Guides and Blog Deploys with Travis-CI

TL;DR Both the Guides and Blog now auto-deploy when we push to master.

We are always looking for ways to make contributing to CocoaPods easier, and a quick win for us is auto-deploying the guides and blog. Now any member of the team can accept a PR, and Travis will deploy the changes within minutes.

Scripts

Travis needs instructions on how to build this code. While you can add all of those commands to the Travis config directly, that is difficult to debug and removes the ability to manually setup and deploy.

Every CocoaPods repository has a rake bootstrap command to ensure the environment is setup, and every site has a rake deploy command. Taking the time to set these up in the past made it incredibly easy to integrate this process with Travis.

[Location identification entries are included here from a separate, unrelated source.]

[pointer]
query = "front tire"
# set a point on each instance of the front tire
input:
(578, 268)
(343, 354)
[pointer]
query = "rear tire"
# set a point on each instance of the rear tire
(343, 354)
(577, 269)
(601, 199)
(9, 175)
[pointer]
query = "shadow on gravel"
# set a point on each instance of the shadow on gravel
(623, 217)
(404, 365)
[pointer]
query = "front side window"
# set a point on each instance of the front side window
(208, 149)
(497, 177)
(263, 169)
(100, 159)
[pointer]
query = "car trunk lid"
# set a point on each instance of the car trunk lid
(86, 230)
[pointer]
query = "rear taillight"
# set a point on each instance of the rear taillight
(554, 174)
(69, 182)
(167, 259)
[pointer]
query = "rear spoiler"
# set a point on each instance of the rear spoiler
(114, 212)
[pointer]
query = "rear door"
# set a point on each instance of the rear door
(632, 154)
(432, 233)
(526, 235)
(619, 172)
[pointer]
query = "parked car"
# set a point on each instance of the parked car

Pushing to Github Pages with Travis

Setting up these two repositories to push to Github pages was pretty trivial, once I figured out the correct steps.

1. Travis needs to be a user

Since Travis needs to push to Github, it needs a user. Pick or create a user, and get a Personal Access Token. This token is generated in Account Settings on Github. We chose to use the CocoaPods Bot account.

2. Authenticate with that user

In order to identify as this user, Travis needs credentials. I chose to encrypt the user information using the travis gem. I ran the command below from within the project directory with the add flag so it automatically adds the encrypted output to the .travis.yml

travis encrypt 'GIT_NAME="Account Name" GIT_EMAIL=example@example.com GH_TOKEN=SOMEREALLYLONGSTRING' --add

3. Setup and Deploy

Travis build on a completely fresh checkout, so setting up the environment is key. Thankfully both sites had the rake bootstrap command, so I was able to reuse that.

The deploy script turned out to be the tricky part. The important step here is to make sure the deploy script relies upon the git remote that's setup. All of our static sites have a rake deploy command, which I modified to remove the hardcoding of the remote.

4. travis.yml

Configure git settings in .travis.yml. By default, Travis doesn't have a user, so you should set the user.email and user.name to push with. These should match the credentials you encrypted with the token.

install:
- git config --global user.email "bots@cocoapods.org"
- git config --global user.name "CocoaPods Bot"

5. Updating the remote

In this setup, Travis doesn't have ssh access to the repository. Change the git remote to point to https with your token attached. The token is used to authenticate the push. Here's what the Blog setup looks like:

git remote set-url origin "https://${GH_TOKEN}@github.com/CocoaPods/blog.cocoapods.org.git"

6. Turn on Travis builds

This is done from Settings. Also, since this is a deploying build, make sure that you do not build when pull requests are made.

7. Commit and push your changes.

Hopefully everything will work. If not, you can make more changes, push, and wait for Travis to build.

The .travis.yml
language: ruby
branches:
  only:
  - master
rvm:
- 2.0.0
install:
- git config --global user.email "bots@cocoapods.org"
- git config --global user.name "CocoaPods Bot"
- rake bootstrap
script:
- git remote set-url origin "https://${GH_TOKEN}@github.com/CocoaPods/blog.cocoapods.org.git"
- rake deploy
env:
  global:
    secure: XXXX

In Conclusion

So that's how we have our Travis deploys setup now. CocoaPods is a community effort, so lowering the barrier for contributions has been one of our goals. This new setup does just that. Edit away!